Bunker Palace Hôtel d'Enki Bilal (1989) - ★★★★★★★★☆☆



Le Bunker Palace Hôtel est un édifice luxueux conçu par l'architecte Holm à l'attention des hauts-dignitaires et sur recommandation du Président en place. Comme son nom l'indique, le Bunker Palace Hôtel a été bâtit pour que nul autre qu'eux ne puisse y pénétrer (le Bunker). Un refuge éblouissant (le Palace) dans lequel chacun peut vivre, manger, et dormir (l’Hôtel) dans l'attente du Président. Alors qu'à l'extérieur les rebelles mènent un féroce combat pour défaire la dictature en place dans des territoires désolés, à l'intérieur, tout semble se déliter. Sous les bombardements incessants et répétés, les androïdes se mettent à dérailler, les esprits s'échauffent et la structure même du Bunker Palace Hôtel semble peu à peu tomber en ruines. Et le Président qui n'est toujours pas arrivé... Tranchant radicalement avec le cadre et ses habitants, Clara est la source de nombreuses questions et de doutes de la part des hauts-dignitaires qui se méfient très rapidement de la jeune femme. Heureusement pour elle, Clara peut compter sur l'inattendu soutien de Holm lui-même...

Étrange long-métrage que ce Bunker Palace Hôtel signé Enki Bilal, le dessinateur dont on retrouve ici la patte graphique.

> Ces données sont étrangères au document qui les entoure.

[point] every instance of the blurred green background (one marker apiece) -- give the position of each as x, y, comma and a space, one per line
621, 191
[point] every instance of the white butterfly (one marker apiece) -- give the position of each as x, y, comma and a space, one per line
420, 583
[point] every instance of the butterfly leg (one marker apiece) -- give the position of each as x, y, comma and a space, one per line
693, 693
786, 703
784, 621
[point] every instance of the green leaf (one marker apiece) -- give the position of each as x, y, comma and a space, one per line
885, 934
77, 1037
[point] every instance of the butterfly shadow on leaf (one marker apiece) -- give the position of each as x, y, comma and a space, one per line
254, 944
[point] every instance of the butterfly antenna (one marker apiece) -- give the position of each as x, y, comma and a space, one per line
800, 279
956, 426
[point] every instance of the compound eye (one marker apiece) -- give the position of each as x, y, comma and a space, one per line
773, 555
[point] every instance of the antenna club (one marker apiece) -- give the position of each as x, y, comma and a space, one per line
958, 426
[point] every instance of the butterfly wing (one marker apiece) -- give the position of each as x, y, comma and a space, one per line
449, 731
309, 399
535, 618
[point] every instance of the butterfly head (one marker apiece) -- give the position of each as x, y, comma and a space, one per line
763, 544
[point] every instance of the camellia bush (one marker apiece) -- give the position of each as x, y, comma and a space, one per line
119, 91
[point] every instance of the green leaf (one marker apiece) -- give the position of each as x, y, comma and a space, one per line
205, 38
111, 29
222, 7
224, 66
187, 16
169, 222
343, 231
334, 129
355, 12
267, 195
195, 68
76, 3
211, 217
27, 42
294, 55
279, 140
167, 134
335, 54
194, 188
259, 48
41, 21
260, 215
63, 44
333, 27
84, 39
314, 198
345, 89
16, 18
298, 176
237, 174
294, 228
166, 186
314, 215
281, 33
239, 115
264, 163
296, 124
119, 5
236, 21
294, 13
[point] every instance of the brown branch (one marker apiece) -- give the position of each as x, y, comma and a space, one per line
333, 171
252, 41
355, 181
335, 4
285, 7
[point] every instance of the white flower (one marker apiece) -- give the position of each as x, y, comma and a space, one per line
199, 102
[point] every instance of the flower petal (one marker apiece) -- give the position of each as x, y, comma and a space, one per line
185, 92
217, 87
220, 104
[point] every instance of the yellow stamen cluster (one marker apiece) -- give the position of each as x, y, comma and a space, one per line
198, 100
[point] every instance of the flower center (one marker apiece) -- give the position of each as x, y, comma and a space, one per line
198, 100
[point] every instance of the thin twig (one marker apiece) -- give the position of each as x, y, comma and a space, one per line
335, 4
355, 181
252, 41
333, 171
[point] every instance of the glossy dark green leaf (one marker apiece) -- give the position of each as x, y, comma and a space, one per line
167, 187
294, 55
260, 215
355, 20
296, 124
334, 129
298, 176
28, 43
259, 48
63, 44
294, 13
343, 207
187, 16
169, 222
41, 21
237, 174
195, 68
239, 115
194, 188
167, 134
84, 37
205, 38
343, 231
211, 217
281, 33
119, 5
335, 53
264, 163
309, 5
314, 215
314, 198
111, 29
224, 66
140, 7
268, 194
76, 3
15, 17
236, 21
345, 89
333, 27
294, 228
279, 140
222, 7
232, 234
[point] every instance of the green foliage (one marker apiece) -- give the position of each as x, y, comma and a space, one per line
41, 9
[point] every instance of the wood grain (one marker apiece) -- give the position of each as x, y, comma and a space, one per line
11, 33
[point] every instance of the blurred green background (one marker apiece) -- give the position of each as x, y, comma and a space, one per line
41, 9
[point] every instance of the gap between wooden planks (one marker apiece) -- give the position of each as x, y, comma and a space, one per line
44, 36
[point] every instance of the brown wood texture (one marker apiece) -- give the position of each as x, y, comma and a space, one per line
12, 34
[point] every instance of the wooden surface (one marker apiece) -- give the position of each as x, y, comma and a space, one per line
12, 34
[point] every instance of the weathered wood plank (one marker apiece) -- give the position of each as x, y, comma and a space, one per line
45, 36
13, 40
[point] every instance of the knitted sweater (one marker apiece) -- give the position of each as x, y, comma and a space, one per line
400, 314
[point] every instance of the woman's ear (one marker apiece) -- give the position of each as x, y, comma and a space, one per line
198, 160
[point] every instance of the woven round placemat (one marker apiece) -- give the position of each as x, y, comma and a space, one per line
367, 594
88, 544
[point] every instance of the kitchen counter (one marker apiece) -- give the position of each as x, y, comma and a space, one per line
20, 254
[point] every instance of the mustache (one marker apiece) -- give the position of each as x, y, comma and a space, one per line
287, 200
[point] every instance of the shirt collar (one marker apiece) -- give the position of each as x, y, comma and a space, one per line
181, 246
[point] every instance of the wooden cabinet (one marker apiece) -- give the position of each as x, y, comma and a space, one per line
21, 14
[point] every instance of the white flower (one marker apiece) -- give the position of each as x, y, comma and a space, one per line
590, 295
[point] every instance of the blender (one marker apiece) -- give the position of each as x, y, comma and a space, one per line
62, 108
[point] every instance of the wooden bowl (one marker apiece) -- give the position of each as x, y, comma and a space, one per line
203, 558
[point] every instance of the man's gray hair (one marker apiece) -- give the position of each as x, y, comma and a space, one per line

Avec une rigueur exemplaire, le cinéaste ne se laisse jamais à marchander avec le public et ne cherche en aucun cas à le divertir. Anticipation, post-apocalyptique. Des mots qui sonnent faux dans le paysage cinématographique français de cette époque là. Surtout que deux ans auparavant, le cinéaste Pierre-William s'était quelque peu ridiculisé en réalisant le très ringard Terminus qui pourtant, depuis, a gagné ses galons de nanar culte. Bunker Palace Hôtel aurait pu, lui aussi, devenir la risée de la presse et du public, pourtant, à le redécouvrir aujourd'hui, on sent combien Enki Bilal était en avance sur son temps. Peut-être même un peu trop pour l'amateur de cinéma lambda qui se retrouvait sans doute pour la première fois de sa vie devant une œuvre parfois intellectuellement labyrinthique.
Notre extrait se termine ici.